In this study, the GCL+ thickness was found to be the most important predictor of glaucoma. With regard to detection ability, there is currently a debate on glaucoma prediction based on evaluations of the papilla or macula, because the initially injured portion varies with each case. GCL+ of the macula was better able to detect parafoveal scotoma within 10° from the center, and RNFL of the papilla was able to detect scotomas of the peripheral nasal step exceeding 10° from the center.14 However, a recent systematic review reported that the range of sensitivity was 65%–75% when the specificity was 90%–95%. The sensitivity of analysis on the papilla was slightly superior to that of the macula.7

This study had several limitations. First, the severity grade of the glaucomatous eye was unknown because we did not obtain information from the standard perimetric test. This was because the study subjects were enrolled from the general population and not from a hospital-based population. As they were from the general population, the severity of the glaucoma detected may show a bias toward being mild. Second, glaucomatous subjects could have been present among those subjects who were screened as normal. To minimize this problem, we screened and analyzed a large number of eyes. Third, our data were biased toward those obtained from men. This institute belongs to a large electronic company. Thus, participants in the health checkup (study population) were industrial employees. In this company, employees were predominantly men. Fourth, the case–control setting is ideally matched for major confounding factors, such as age and sex. In the OCT equipment, OCT results were adjusted for age based on normal data in the database. Because sex was not previously reported to be a confounding factor in the case of glaucoma in Japanese patients,3 we simply compared between subjects diagnosed with glaucoma and normal subjects. Despite these limitations, our data suggest that further prospective studies are needed to assess the usefulness of ASD-OCT for glaucoma mass screening in the general population.

The distribution of dRNFLs (A), GCL+s (B), GCL++s (C), and mRNFLs (D), stratified by FDT results.

Notes: According to FDT results, each grade in a field was scored as follows: 0= normal, 1= mild relative loss, 2= moderate relative loss, and 3= severe loss.
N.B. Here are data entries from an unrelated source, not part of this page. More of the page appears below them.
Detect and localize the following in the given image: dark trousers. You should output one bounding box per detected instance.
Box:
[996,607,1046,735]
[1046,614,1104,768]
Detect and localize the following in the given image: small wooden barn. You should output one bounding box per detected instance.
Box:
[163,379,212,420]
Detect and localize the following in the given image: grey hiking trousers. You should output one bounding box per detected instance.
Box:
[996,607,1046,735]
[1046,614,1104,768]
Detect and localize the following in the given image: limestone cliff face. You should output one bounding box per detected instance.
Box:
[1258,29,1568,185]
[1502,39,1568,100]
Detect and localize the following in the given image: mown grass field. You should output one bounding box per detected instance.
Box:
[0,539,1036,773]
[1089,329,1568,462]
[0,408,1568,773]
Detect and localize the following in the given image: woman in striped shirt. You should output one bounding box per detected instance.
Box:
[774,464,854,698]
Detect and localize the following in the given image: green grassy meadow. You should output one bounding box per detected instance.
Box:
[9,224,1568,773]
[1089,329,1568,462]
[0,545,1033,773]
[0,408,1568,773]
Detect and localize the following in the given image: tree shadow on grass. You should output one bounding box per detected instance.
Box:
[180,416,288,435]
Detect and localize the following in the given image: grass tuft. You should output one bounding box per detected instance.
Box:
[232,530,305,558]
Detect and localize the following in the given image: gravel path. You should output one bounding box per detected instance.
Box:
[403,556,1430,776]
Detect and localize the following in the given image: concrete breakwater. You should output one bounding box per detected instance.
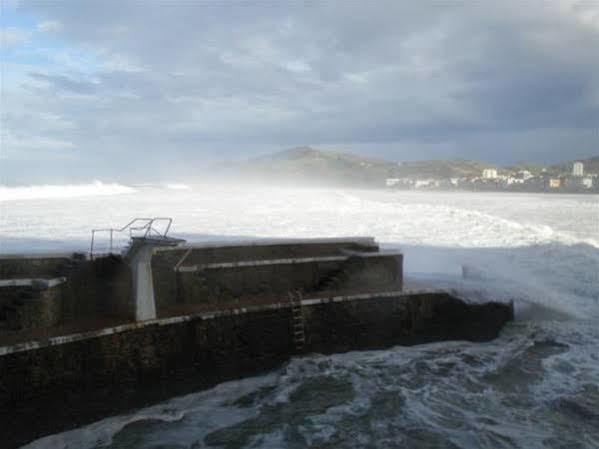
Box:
[0,239,513,447]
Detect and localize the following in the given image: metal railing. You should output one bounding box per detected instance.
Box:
[89,217,173,258]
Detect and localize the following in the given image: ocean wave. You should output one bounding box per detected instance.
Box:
[0,181,136,201]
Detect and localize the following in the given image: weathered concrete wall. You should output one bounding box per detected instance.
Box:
[152,238,378,310]
[178,256,345,304]
[0,256,135,333]
[0,254,77,279]
[0,293,513,447]
[0,285,63,331]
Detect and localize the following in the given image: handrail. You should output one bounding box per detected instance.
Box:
[89,217,173,258]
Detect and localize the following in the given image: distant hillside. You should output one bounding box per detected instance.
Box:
[227,147,497,186]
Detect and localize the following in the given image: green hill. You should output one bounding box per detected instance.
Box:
[227,147,497,187]
[550,156,599,174]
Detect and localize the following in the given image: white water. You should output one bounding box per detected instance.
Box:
[0,186,599,448]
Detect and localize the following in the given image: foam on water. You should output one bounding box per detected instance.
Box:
[0,181,135,201]
[0,186,599,448]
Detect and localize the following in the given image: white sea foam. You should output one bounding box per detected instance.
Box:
[0,181,135,201]
[5,186,599,449]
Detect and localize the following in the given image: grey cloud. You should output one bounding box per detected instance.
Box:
[4,0,599,182]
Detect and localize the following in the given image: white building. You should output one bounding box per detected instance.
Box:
[518,170,533,181]
[483,168,497,179]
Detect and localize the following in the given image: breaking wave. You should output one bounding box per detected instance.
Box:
[0,181,136,201]
[5,186,599,449]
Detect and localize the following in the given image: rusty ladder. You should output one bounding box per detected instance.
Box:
[287,290,306,352]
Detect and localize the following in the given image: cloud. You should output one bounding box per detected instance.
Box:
[3,0,599,182]
[0,27,31,48]
[37,20,63,33]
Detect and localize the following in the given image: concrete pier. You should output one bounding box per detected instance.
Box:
[0,237,513,448]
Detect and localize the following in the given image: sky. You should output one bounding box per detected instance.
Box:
[0,0,599,184]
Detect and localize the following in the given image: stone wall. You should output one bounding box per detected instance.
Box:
[152,238,378,310]
[0,285,63,331]
[0,256,135,333]
[0,293,513,447]
[0,255,77,279]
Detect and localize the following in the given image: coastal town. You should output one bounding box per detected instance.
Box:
[385,162,599,193]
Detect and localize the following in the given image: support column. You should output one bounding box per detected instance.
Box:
[129,244,156,321]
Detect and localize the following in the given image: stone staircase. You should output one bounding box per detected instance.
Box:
[288,290,306,352]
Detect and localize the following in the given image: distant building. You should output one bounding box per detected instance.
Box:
[517,170,533,181]
[483,168,497,179]
[549,178,562,189]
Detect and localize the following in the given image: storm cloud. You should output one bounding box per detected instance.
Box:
[0,0,599,181]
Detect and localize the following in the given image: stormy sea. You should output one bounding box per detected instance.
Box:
[0,182,599,449]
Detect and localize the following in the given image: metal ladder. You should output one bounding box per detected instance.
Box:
[287,290,306,352]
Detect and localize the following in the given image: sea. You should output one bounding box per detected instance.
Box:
[0,181,599,449]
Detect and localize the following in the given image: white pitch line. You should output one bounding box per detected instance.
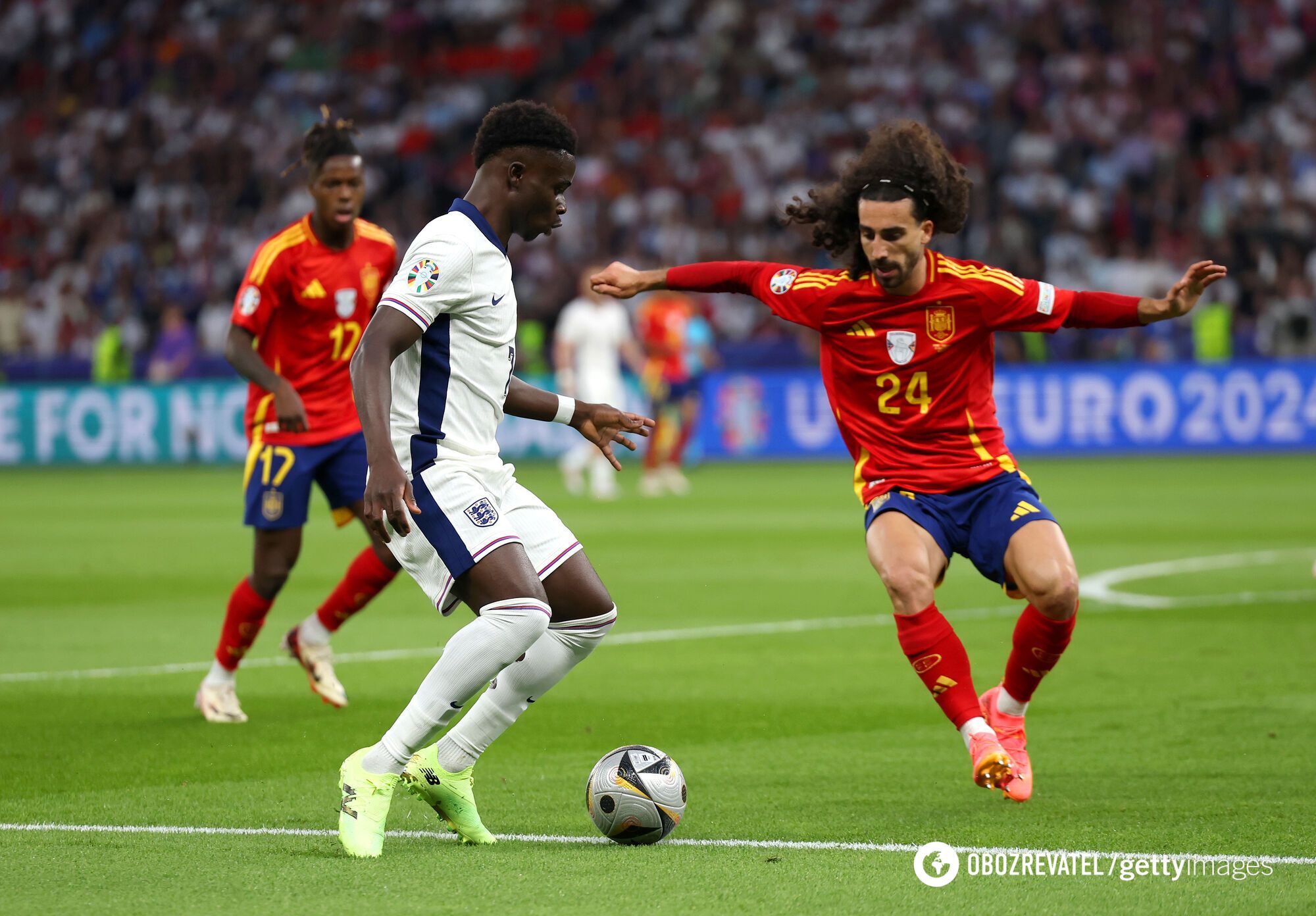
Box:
[0,547,1316,684]
[0,605,1019,683]
[0,824,1316,865]
[1079,547,1316,611]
Total score was summed among 17 areas and was classified into four grades as an FDT score: 0, 1–10, 11–20, and 21–. The distribution of the sum of each grid (dRNFLs (A), GCL+s (B), GCL++s (C) and, mRNFLs (D)) is shown.

Abbreviations: dRNFLs, sum of the score in disc retinal nerve fiber layer; FDT, frequency-doubling technology; GCL+s, sum of the score in ganglion cell-inner plexiform layer; GCL++s, sum of the score in ganglion cell complex; mRNFLs, sum of the score in macular retinal nerve fiber layer.